[OpenAFS] Re: Advice on a use case

Timothy Balcer timothy@telmate.com
Thu, 8 Nov 2012 22:48:56 -0800


--047d7b6774207d4eb704ce0a584e
Content-Type: text/plain; charset=ISO-8859-1

On Tue, Nov 6, 2012 at 8:49 AM, Andrew Deason <adeason@sinenomine.net>wrote:

> On Tue, 6 Nov 2012 00:06:53 -0800
> Timothy Balcer <timothy@telmate.com> wrote:
>
> > I have a need to think about replicating large volumes (multigigabyte)
> > of large number (many terabytes of data total), to at least two other
> > servers besides the read write volume, and to perform these releases
> > relatively frequently (much more than once a day, preferably)
>
> How much more frequently? Hourly? Some people do 4 times hourly (and
> maybe more) successfully.
>

Well, unless I am missing something seriously obvious, for example it took
1.5 hours to rsync a subdirectory to an AFS volume that had not a lot of
content, but many directories.

How frequently depends on use, and being able to release faster than the
writes.. I don't have performance data on the writes yet, but that will
change anyway.. we are going from 200+ clients to many more. Which is why I
am working with AFS in the first place for this.. the environment is a
write once, read many situation.

>
> > Also, these other two (or more) read-only volumes for each read write
> > volume will be remote volumes, transiting across relatively fat, but
> > less than gigabit, pipes (100+ megabits)
>
> Latency may matter more than bandwidth; do you know what it is?
>

depending on the colo site, between 30 and 60ms


>
> > For the moment what I have decided to experiment with is a simple
> > system.  My initial idea is to work the afs read-only volume tree into
> > an AUFS union, with a local read write partition in the mix. This way,
> > writes will be local, but I can periodically "flush" writes to the AFS
> > tree, double check they have been written and released, and then
> > remove them from the local partition.. this should maintain integrity
> > and high availability for the up-to-the-moment recordings, given I
> > RAID the local volume.

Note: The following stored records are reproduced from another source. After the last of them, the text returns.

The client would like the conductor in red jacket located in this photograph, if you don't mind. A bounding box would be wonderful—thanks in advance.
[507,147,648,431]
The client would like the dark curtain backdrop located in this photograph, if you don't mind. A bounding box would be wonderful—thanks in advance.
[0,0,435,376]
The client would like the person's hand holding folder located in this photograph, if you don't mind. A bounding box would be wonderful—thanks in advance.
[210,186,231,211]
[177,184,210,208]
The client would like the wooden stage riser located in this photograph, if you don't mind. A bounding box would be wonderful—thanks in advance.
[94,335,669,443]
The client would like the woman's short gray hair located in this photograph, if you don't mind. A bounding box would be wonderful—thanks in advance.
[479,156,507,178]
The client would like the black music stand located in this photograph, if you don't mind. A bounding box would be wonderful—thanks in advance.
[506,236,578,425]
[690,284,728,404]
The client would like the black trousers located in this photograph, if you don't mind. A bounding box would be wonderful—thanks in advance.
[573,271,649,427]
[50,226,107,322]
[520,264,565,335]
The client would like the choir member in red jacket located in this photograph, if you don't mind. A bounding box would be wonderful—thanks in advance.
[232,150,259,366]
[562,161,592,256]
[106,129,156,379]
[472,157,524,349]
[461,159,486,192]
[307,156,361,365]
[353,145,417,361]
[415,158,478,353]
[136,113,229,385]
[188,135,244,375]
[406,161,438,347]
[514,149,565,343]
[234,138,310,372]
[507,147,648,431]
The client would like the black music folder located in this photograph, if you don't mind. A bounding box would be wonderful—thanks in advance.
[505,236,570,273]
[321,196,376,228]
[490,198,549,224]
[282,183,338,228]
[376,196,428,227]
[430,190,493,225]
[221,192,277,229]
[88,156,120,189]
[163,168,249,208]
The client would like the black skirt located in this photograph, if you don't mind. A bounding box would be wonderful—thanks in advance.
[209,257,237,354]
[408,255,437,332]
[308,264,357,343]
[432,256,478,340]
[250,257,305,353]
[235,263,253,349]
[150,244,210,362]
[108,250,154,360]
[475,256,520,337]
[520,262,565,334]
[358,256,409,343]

Obviously, this still introduces a single point
> > of failure... so I'd like to flush as frequently as possible.
> > Incidentally, it seems you can NFS export such a union system fairly
> > simply.
>
> I'm not sure I understand the purpose of this; are you trying to write
> new data from all of the 'remote' locations, and you need those writes
> to 'finish' quickly?
>

No, I am writing from a local audio/video server to a local repo, which
needs to be very fast in order to service live streaming in parallel with
write on a case by case basis.

That local repo would be in a R/W branch above the AFS R/O branch, so:

 dirs=/Read-Write=rw:/afs/path/to/read-only=ro aufs /union

This way I can present the /union to the application server as a read/write
repo for all its needs, including archival use, but still have AFS
underneath for replication and distribution.

*sigh*

I wish OSD was primetime :)


> > But, I feel as if I am missing something... it has become clear that
> > releasing is a pretty intensive operation, and if we're talking about
> > multiple gigabytes per release, I can imagine it being extremely
> > difficult.  Is there a schema that i can use with OpenAFS that will
> > help alleviate this problem? Or perhaps another approach I am missing
> > that may solve it better?
>
> Eh, some people do that; it just reduces the benefit of the client-side
> caching. Every time you release a volume, the server tells clients that
> for all data in that volume, the client needs to check with the server
> to see if the cached data is different from what's actually in the
> volume. But that may not matter so much, especially for a small number
> of large files.
>

Well thats the thing.. this is a large number of small to medium sized
files that are being written continuously. In addition, there is a quite
deep directory structure. I'm trying to get it flattened out to improve
scaling, but at the moment it is taking 1.5 hours to rsync a subdirectory
containing about 5G of data, but  23,681 directories, for example

releasing is a whole 'nuther animal... ;-)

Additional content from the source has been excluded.